First Foundation has also taken issue with a nomination notice put forward by Driver, arguing the hedge fund failed to mention the present job of its director nominee Allison Ball, despite an obligation as set out under the company’s bylaws. Driver has taken the matter to court, accusing directors of having breached their fiduciary duties by rejecting the plaintiff’s nominations.

Alternative battlegrounds

Outside of bylaws, other creative toolsets are being used to mitigate against activist intervention. In February, mattress manufacturer Purple Innovation took an alternative defense approach by issuing preferred stock with cumulative voting rights to prevent a feared board sweep by Coliseum Capital Management.

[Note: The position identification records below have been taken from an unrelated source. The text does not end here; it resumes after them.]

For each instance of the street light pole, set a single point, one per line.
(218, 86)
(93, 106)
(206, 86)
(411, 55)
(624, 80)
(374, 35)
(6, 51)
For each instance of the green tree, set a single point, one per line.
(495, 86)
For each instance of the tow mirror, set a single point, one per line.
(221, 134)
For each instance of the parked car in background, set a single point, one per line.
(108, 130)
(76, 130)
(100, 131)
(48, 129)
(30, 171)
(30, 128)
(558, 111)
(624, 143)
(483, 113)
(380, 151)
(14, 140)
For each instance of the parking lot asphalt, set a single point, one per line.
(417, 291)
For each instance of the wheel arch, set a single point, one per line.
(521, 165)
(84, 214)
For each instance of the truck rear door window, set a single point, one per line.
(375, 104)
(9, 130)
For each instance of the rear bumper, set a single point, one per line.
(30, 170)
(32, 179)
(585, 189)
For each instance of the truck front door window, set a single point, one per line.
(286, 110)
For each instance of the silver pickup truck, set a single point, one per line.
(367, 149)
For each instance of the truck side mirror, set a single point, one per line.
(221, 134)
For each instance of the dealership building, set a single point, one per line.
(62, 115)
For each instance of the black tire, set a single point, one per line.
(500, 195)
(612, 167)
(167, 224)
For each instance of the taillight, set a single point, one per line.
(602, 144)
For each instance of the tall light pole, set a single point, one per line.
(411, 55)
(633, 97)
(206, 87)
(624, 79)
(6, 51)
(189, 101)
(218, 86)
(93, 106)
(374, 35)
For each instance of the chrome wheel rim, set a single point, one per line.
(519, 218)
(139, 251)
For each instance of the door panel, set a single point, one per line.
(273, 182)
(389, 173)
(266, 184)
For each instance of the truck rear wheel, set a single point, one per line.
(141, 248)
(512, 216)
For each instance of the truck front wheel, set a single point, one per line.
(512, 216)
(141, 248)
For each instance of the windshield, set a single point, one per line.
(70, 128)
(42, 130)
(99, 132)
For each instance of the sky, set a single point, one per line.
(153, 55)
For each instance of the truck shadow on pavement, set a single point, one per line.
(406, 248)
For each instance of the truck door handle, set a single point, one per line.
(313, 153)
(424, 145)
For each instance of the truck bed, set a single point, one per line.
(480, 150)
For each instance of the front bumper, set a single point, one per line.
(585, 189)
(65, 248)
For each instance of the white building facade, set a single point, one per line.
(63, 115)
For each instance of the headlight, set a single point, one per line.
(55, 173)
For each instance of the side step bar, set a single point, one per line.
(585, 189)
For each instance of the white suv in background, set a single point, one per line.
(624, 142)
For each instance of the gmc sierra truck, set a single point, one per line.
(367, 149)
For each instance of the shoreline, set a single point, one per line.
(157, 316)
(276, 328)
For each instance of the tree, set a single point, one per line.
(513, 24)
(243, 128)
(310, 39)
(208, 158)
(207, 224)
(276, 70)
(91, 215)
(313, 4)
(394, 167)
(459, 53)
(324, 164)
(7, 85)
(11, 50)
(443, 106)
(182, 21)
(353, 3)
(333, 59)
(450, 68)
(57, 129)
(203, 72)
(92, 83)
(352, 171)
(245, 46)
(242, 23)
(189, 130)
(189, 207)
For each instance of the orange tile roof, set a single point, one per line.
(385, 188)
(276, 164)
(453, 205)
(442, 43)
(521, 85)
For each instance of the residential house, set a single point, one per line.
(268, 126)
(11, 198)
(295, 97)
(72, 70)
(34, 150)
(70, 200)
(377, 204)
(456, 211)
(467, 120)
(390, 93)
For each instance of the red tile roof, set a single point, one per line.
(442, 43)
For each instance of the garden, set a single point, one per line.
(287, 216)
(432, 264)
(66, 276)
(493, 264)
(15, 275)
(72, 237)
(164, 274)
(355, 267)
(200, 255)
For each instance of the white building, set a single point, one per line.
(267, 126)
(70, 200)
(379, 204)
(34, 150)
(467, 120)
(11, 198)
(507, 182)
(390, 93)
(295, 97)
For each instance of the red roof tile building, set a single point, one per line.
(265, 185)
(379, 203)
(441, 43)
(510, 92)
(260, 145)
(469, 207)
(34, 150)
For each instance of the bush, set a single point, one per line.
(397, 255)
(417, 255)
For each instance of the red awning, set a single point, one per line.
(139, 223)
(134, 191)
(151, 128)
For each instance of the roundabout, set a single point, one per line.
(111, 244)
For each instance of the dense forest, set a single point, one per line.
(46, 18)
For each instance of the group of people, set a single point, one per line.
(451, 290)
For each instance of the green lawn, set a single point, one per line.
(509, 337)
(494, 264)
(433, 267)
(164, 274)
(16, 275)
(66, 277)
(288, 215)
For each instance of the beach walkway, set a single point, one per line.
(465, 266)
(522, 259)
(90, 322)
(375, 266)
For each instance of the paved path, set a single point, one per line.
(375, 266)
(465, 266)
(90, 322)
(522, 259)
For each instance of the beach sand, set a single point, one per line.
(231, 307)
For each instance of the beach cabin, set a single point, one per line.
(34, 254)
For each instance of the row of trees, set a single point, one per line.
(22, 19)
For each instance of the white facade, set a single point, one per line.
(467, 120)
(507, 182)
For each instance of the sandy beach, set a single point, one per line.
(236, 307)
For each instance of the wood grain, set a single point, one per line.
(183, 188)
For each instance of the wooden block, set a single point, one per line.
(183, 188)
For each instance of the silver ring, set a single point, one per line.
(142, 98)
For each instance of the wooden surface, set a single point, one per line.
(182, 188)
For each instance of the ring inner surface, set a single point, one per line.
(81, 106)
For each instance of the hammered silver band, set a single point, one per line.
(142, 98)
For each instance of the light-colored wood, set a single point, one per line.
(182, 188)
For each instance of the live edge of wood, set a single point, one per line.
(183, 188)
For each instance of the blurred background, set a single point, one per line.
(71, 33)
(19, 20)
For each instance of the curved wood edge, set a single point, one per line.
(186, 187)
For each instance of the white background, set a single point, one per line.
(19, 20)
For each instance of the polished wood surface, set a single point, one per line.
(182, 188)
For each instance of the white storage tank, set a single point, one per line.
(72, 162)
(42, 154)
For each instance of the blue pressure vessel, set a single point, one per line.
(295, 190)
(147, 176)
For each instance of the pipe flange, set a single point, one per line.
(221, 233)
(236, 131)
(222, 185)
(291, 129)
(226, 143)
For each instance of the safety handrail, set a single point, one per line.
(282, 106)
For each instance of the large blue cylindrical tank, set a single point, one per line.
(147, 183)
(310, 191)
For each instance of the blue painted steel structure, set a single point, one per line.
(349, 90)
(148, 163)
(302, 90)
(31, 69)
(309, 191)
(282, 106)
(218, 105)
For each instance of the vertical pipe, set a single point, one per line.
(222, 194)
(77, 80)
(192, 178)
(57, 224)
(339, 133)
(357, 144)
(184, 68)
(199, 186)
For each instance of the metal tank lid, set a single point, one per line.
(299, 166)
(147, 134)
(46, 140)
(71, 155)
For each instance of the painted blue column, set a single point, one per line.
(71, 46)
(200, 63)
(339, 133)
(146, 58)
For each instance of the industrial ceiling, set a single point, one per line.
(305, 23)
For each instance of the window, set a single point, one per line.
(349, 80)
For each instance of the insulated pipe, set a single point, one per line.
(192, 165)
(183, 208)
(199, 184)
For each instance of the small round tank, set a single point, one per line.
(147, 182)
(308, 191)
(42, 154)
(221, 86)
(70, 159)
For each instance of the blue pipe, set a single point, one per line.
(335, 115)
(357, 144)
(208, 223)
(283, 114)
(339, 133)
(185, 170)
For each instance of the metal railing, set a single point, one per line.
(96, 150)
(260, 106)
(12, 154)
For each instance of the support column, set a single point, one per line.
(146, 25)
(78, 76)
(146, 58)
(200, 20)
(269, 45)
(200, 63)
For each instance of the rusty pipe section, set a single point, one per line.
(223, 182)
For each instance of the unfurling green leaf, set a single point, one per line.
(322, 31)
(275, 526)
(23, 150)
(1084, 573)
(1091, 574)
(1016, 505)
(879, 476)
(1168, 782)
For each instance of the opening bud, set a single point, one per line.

Purple defended the move by arguing the proportional representation preferred linked stock (PRPLS) would be issued to all shareholders and allow for more proportional representation on the board. “The purpose of the PRPLS is to protect all shareholders and treat them equally,” said Purple Chairman Paul Zepf.

However, Coliseum, which already owns 45% of its share capital, has argued the move “violates the company’s charter and was not justified by any conceivable threat to corporate policy or effectiveness.” The disagreement is now also being played out in the courts with Coliseum arguing Purple’s non-executive directors have breached their fiduciary duties.

2022 also saw an over 40% rise in the number of poison pills adopted by U.S. boards with 31 recorded and a further five so far this year.

Whether companies opt to use such shareholder rights plans, amend their bylaws, or turn to the courts, industry experts have cautioned against a potential backlash that could harm investor relations overall.

“To the extent that investors perceive the use of these bylaws as prohibiting or chilling an activist from launching an otherwise viable campaign or harming the investor voting franchise rather than setting parameters for fair election campaigns, it is possible that these companies will have IR or PR issues that may ultimately impact the company’s value to investors,” Bruce Goldfarb, president and CEO of Okapi Partners told Insightia.

Barshay advocated for a measured approach to bylaws and warned against “a cottage industry of lawyers telling their clients to go over the top.” “My advice is, don’t go there. Adopt reasonable bylaws, so that if you find yourself in a fight, your shareholders will say, that’s reasonable.”